Principle:Online ml River Feature Normalization
| Knowledge Sources | River River Docs |
|---|---|
| Domains | Online Machine Learning, Data Preprocessing, Feature Engineering |
| Last Updated | 2026-02-08 16:00 GMT |
Overview
Online feature scaling technique that transforms features to a fixed [0, 1] range using running minimum and maximum statistics, enabling incremental normalization without storing the full dataset.
Description
Feature normalization is a critical preprocessing step in machine learning that rescales feature values to a common range. In the streaming (online) setting, traditional batch min-max scaling is not feasible because the full dataset is never available at once. Instead, online feature normalization maintains running statistics -- specifically a running minimum and a running maximum for each feature -- and uses these to incrementally transform each incoming observation.
The key advantage of online feature normalization is that it operates in constant memory and constant time per observation. As new data arrives, the running minimum and maximum are updated, and the transformation is applied using only these two statistics. This makes it suitable for data streams where observations arrive one at a time and the distribution of features may shift over time.

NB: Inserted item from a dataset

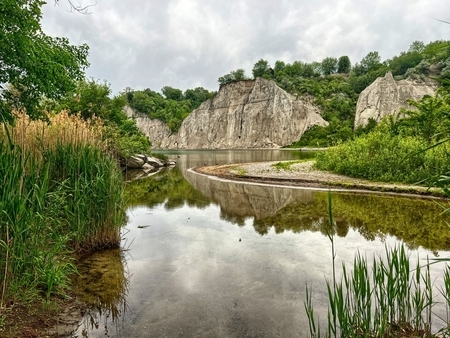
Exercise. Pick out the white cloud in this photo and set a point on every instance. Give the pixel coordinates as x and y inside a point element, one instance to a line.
<point>190,43</point>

Online min-max scaling is particularly important as a preprocessing step for anomaly detection algorithms such as Half-Space Trees, which assume features are bounded in [0, 1]. Without proper normalization, such algorithms may produce unreliable anomaly scores.
Usage
Use online feature normalization when:
- Features have different scales and need to be brought into a common [0, 1] range
- Data arrives as a stream and batch normalization is not possible
- A downstream model (e.g., Half-Space Trees) requires features in a bounded range
- Memory is constrained and the full dataset cannot be stored
- The feature distribution may shift over time (the running min/max will adapt)
Theoretical Basis
The min-max normalization formula for a single feature value x is:
x_scaled = (x - x_min) / (x_max - x_min)
Where:
- x_min is the running minimum of the feature observed so far
- x_max is the running maximum of the feature observed so far
Safe division: When x_max equals x_min (i.e., all observed values for a feature are identical), the denominator is zero. In this case, the transformation returns 0 to avoid division-by-zero errors.
Online update rules:
For each new observation x_t:
x_min = min(x_min, x_t)
x_max = max(x_max, x_t)
x_scaled = safe_div(x_t - x_min, x_max - x_min)
Where safe_div(a, b) returns a / b if b != 0, otherwise returns 0.
Properties:
- Time complexity: O(d) per observation, where d is the number of features
- Space complexity: O(d) -- stores one Min and one Max statistic per feature
- Output range: [0, 1] for each feature (guaranteed after at least two distinct values have been seen)
Pseudocode:
INIT:
min_stats = {} # running Min per feature
max_stats = {} # running Max per feature
LEARN_ONE(x):
for each feature i in x:
min_stats[i].update(x[i])
max_stats[i].update(x[i])
TRANSFORM_ONE(x):
result = {}
for each feature i in x:
result[i] = safe_div(x[i] - min_stats[i].get(), max_stats[i].get() - min_stats[i].get())
return result